Comme on changeait de cours à tous les mois, j’ai fait deux mois de couture parce que ma tante m’a aidée en demandant si je pouvais prendre ce cours au lieu de faire deux cours d’art culinaire.  J’en étais ravie, car la couture était mon centre d’intérêt.
À la fin de l’année, au le dernier spectacle où il y avait plusieurs invités de marque pour les religieuses, les parents étaient invités.  Moi, c’était mon oncle Jacques et ma tante Éliane qui sont venus me voir évoluer.  J’ouvrais le spectacle, dans une petite pièce de théâtre; lorsque le rideau s’ouvrait,  j’étais seule sur scène. Heureusement que j’étais assise, car les jambes me tremblaient, mais dès les premiers mots prononcés, je suis devenue le personnage et ça bien été je me suis sentie fière de moi.  J’avais vaincu ma timidité. 
Une fois par mois, on avait droit à une sortie de fin de semaine, du vendredi au dimanche soir, six heures.  Les autres fins de semaines, on avait droit à de la visite au parloir.  Moi, j’en ai eu à toutes les fins de semaines : parfois c’était Hélène Beauchamp, mon oncle et ma tante, mes voisines de Manseau qui travaillaient à l’hôpital St-Jean-de-Dieu.  J’ai été gâtée!

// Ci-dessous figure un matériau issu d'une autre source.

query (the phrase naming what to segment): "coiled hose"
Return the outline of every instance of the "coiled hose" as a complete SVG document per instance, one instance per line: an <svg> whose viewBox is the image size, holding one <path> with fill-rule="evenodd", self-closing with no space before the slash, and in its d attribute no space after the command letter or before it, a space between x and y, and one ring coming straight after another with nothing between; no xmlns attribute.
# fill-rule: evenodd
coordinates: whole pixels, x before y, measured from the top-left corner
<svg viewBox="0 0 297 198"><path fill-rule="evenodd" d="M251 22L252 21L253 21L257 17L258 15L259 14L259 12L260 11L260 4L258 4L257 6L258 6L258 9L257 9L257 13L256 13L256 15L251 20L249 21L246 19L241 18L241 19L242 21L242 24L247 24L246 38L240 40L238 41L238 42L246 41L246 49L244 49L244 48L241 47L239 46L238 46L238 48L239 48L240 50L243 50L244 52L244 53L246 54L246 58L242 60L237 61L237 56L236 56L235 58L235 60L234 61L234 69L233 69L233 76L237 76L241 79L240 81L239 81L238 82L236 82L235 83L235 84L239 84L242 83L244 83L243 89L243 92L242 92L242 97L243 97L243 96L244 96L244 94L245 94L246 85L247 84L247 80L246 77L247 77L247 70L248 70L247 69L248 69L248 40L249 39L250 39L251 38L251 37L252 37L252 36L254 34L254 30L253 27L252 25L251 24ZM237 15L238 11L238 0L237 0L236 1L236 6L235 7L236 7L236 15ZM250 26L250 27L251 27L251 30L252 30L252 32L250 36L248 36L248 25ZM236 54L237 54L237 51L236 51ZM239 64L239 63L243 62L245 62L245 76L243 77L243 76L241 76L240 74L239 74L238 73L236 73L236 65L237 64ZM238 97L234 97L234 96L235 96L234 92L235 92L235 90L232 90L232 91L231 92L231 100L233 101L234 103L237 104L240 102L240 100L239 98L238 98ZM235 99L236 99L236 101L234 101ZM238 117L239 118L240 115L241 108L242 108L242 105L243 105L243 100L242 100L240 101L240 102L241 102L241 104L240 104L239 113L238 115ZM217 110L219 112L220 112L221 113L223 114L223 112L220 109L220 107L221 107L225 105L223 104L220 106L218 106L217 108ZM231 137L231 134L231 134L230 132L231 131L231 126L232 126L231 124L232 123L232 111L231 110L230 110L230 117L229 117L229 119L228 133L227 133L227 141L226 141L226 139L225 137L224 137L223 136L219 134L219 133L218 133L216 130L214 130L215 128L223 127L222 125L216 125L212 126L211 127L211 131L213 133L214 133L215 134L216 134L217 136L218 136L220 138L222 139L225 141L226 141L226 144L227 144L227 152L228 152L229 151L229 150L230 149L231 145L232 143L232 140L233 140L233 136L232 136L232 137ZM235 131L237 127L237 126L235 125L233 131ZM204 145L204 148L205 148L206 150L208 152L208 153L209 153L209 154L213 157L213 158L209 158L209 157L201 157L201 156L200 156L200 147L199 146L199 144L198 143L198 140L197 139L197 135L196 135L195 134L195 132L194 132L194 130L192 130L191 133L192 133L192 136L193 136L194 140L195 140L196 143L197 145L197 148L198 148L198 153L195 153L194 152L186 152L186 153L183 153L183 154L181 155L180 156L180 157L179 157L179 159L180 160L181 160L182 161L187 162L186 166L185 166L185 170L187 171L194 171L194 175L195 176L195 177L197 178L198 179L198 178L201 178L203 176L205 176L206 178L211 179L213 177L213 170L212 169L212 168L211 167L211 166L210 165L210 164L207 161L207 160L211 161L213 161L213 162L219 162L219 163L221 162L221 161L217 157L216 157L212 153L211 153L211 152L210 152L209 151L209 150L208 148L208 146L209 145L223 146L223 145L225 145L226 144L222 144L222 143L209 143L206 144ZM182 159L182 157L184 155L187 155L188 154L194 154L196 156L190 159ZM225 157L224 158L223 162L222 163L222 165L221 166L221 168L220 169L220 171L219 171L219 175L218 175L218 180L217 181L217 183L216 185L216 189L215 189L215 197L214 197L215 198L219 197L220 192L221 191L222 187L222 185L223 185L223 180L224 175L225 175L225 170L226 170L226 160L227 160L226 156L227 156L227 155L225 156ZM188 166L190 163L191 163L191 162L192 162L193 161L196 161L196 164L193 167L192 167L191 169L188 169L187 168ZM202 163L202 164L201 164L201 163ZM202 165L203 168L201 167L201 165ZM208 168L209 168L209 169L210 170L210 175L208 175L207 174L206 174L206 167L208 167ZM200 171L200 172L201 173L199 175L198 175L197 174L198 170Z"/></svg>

Je vais vous parler du travail de mes amies à l’hôpital où je suis allée les visiter une fois ; elles étaient préposées aux malades mentaux.  Je trouvais mes amies très courageuses de travailler dans ce domaine où on voyait des comportements tellement bizarres… On ouvrait une porte et on refermait à clé derrière nous.  On entendait des personnes qui criaient constamment, d’autres qui parlaient à des personnes imaginaires, de très grands infirmes, quoi.  À cette époque, l’hôpital était situé près du terminus des tramways, un endroit très isolé, pas très rassurant. Lorsqu’on sortait de là, on avait l’impression d’être suivi par des malades. Je n’y suis allée qu’une fois et j’en ai eu assez! Mes amies vivaient à peu près comme moi : elles dormaient dans un dortoir d’une douzaine de filles et des religieuses géraient cet hôpital.

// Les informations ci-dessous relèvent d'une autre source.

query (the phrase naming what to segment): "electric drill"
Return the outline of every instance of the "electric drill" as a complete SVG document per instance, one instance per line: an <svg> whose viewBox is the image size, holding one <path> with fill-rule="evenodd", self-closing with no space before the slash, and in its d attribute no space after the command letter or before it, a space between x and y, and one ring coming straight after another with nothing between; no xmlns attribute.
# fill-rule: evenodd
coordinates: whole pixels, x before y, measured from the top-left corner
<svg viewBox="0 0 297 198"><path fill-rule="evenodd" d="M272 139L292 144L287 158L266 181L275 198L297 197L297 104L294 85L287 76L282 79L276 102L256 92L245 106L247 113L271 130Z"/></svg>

Pendant l’une de mes sorties, durant les fêtes de Pâques, le Vendredi Saint, Hélène et moi on est allées faire notre visite des magasins. On a mangé au restaurant et on a oublié qu’on était en période de carême, très sévère dans ce temps-là; on a  commandé un hot dog…  Jusque-là, ça va bien et il était bon, mais on se demandait pourquoi les gens nous regardaient bizarrement. On n’y a pensé qu’après notre sortie du restaurant car cette journée était maigre et jeûne, c'est-à-dire défense de manger de la viande.  Bien sûr, on en a ri en comprenant pourquoi on nous regardait de cette façon.  Il ne fallait pas grand-chose pour se faire juger…  Autres temps, autres mœurs!     

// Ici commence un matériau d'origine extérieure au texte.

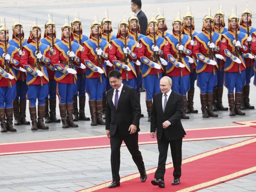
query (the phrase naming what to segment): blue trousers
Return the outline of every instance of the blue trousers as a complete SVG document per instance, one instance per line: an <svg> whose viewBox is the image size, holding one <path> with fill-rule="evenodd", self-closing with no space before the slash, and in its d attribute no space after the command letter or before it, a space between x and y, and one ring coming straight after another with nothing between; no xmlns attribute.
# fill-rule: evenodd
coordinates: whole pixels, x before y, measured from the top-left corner
<svg viewBox="0 0 256 192"><path fill-rule="evenodd" d="M143 78L143 88L146 90L146 100L151 100L153 96L160 93L160 80L162 77L162 74L159 74L159 78L157 75L148 75Z"/></svg>
<svg viewBox="0 0 256 192"><path fill-rule="evenodd" d="M36 99L38 105L45 105L45 98L48 95L48 86L47 84L40 85L30 85L28 86L27 98L29 100L29 106L36 106Z"/></svg>
<svg viewBox="0 0 256 192"><path fill-rule="evenodd" d="M18 101L25 100L27 99L26 95L28 91L28 85L26 81L22 82L21 80L18 80L16 82L16 97L14 100Z"/></svg>
<svg viewBox="0 0 256 192"><path fill-rule="evenodd" d="M228 90L228 93L242 92L242 89L245 85L245 70L242 71L241 74L237 72L225 72L224 76L224 85Z"/></svg>
<svg viewBox="0 0 256 192"><path fill-rule="evenodd" d="M56 93L59 98L60 104L73 103L74 91L76 86L76 84L57 83Z"/></svg>
<svg viewBox="0 0 256 192"><path fill-rule="evenodd" d="M212 75L212 72L202 72L197 74L197 85L200 89L200 93L212 93L216 76L216 74Z"/></svg>
<svg viewBox="0 0 256 192"><path fill-rule="evenodd" d="M86 88L89 100L102 100L102 95L106 91L106 78L102 75L102 80L100 83L99 78L87 78Z"/></svg>
<svg viewBox="0 0 256 192"><path fill-rule="evenodd" d="M0 87L0 108L12 107L12 100L16 96L16 84L11 88Z"/></svg>
<svg viewBox="0 0 256 192"><path fill-rule="evenodd" d="M189 75L182 77L170 76L172 81L172 90L182 95L186 95L190 89L190 76Z"/></svg>

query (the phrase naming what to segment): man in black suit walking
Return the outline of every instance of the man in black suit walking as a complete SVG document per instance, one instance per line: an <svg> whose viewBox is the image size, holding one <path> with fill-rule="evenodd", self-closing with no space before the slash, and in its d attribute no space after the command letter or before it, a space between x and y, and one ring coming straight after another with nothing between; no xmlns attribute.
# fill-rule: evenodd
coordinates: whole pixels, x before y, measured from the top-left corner
<svg viewBox="0 0 256 192"><path fill-rule="evenodd" d="M106 134L110 140L113 182L109 188L120 186L120 147L124 142L145 182L147 174L138 145L138 132L141 110L136 91L122 83L121 73L111 71L108 76L113 88L107 92L106 111Z"/></svg>
<svg viewBox="0 0 256 192"><path fill-rule="evenodd" d="M164 187L164 177L169 144L174 168L172 185L180 184L181 176L182 138L186 134L180 121L183 102L182 95L172 91L172 79L168 76L161 79L162 92L154 96L152 104L150 135L152 138L156 137L156 130L159 156L154 176L156 179L152 180L151 183L160 188Z"/></svg>
<svg viewBox="0 0 256 192"><path fill-rule="evenodd" d="M141 0L132 0L131 2L131 9L132 11L135 14L134 16L137 17L139 20L140 33L146 35L148 19L144 12L141 10Z"/></svg>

Je dois dire que de ces 6 mois passés à l’école ménagère, je n’ai que de bons souvenirs.  Lorsque je vous ai entretenus de ma demande pour aller à l’école, je vous disais que j’avais assisté à une entrée au cloître.  Je crois que ça été un fait très marquant de mon séjour dans cet établissement. Naturellement, je n’ai jamais revu personne de mes consoeurs du couvent.  J’ai correspondu quelques années avec une fille de St-Rémi-de-Tinwick,  mais de Manseau à ce patelin, à l’époque, c’était loin! Donc un jour, on a cessé de s’écrire.